When it comes to weight loss, there is no magic pill. But one ingredient that has been getting a lot of traction is apple cider vinegar. People have been claiming it to be a miracle food, taking a spoonful before bed, taking a shot of the sour substance in the morning, and using it for cooking. It has many health claims, such as controlling blood sugar spikes, reducing LDL cholesterol, and aiding in weight loss. But is there any science to back up these claims? Apple cider vinegar comes from processed, distilled, and fermented apples. The main active ingredient is acetic acid, which also happens to be found in other kinds of vinegar, and is probably the reason for any health benefits in the liquid. But apple cider vinegar is highly acidic and can potentially damage tooth enamel and the GI tract lining if consumed in large amounts, especially if it is undiluted. But this hasn’t stopped supplement manufactures from creating pills for consumers.
There are very limited studies when it comes to the effects of apple cider vinegar on weight loss. In one study, 39 participants took 2 tablespoons of apple cider vinegar every day and lost 3-4 pounds at the end of a 12 month period. In another study, 175 overweight participants took 2 tablespoons of regular vinegar every day, and there was a weight loss of about 2-4 pounds.
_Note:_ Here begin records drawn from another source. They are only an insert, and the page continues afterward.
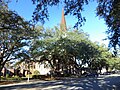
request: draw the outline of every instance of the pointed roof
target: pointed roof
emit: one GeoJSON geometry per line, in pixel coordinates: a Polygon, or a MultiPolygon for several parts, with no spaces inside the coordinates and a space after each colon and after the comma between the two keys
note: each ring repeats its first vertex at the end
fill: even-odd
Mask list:
{"type": "Polygon", "coordinates": [[[61,23],[60,23],[60,30],[66,31],[66,20],[65,20],[65,15],[64,15],[64,8],[62,9],[62,18],[61,18],[61,23]]]}

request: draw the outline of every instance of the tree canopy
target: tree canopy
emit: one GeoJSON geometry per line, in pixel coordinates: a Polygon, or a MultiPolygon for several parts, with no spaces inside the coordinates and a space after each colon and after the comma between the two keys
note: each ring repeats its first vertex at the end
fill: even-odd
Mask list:
{"type": "Polygon", "coordinates": [[[6,62],[28,58],[27,47],[37,33],[16,12],[0,3],[0,72],[6,62]],[[36,34],[35,34],[36,33],[36,34]]]}
{"type": "MultiPolygon", "coordinates": [[[[32,0],[36,5],[33,12],[33,20],[45,22],[49,18],[48,8],[58,6],[59,3],[64,5],[65,15],[71,14],[75,16],[78,21],[75,27],[82,26],[85,17],[82,16],[84,5],[89,4],[92,0],[32,0]]],[[[94,0],[98,3],[96,7],[96,14],[103,18],[108,26],[106,33],[110,40],[109,47],[120,47],[120,0],[94,0]]]]}

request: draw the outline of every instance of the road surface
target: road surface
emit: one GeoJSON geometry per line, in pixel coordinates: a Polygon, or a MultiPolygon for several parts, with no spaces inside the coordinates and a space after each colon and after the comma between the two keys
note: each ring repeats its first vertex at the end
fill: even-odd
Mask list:
{"type": "Polygon", "coordinates": [[[120,75],[2,85],[0,90],[120,90],[120,75]]]}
These kinds of results are noteworthy, but they don’t compare to other proven diets and exercise programs. Some people claim that taking a tablespoon of diluted apple cider vinegar helps them feel fuller faster and helps with snack cravings towards the end of the day. One studio did find that feeling satiated was connected to the amount of acetic acid taken, so it could be the liquid helps with appetite suppressions, but there isn’t enough research to make this claim.
Apple cider vinegar isn’t the only vinegar with potential health benefits. Balsamic and wine vinegar, for example, have played an important role in the Meditteranean diet. One studied benefit of vinegar, in general, is its ability to help control LDL cholesterol thanks to its antioxidant content. Scientifically, when it comes to weight loss, diet and exercise are the key elements. It may not be as easy as taking a pill, but it is the healthier and more rewarding option that your body will thank you for. One of the best weight loss exercises is cardio, but if you aren’t a fan, you can consider strength training to help burn fat. An analysis of 58 different studies found that participants who incorporated strength training programs into their daily routines for five months lost 1.4% of their total body fat. With any claim, be wary, do your research, and take with a grain of salt.